Battle emir Seyed Baksi.
Three Kurdish deputies, one of them a woman, hovered protectively behind him.
Ethan and the others rose in a sign of respect.
Seyed grinned, shaking each of the operatives' hands in turn. He clutched Alzena's just a little longer than the others, eyes twinkling with obvious attraction. Then he released her hand and spoke in Kurdish.
"He thanks you for helping us in this fight," Alzena translated. "Without you, he fears we would be losing this war."
"Does he mean us, personally?" Ethan said. "Or the airstrikes?"
"Probably the airstrikes," Alzena conceded.
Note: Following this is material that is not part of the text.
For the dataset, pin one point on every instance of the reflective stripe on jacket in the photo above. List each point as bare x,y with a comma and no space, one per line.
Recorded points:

Ethan nodded. Though it pained him to admit it, in truth the operatives weren't making all that big of a difference in the war, not anymore. They had trained the Kurds as well as they could in the art of house-to-house fighting, but more importantly, they'd given them modified LLDR 2H target designators and shown them how to use the devices. Kurdish teams could pick out Islamic State targets for the bombers on their own now. And should the designators ever fall into the hands of the enemy, these versions could be disabled by serial number via a simple radio command.
Yes, Ethan and the others weren't really needed. Doug had already mentioned there was work available in Jordan or Turkey, if Ethan wanted it. That he had stayed as long as he had was only because of one person.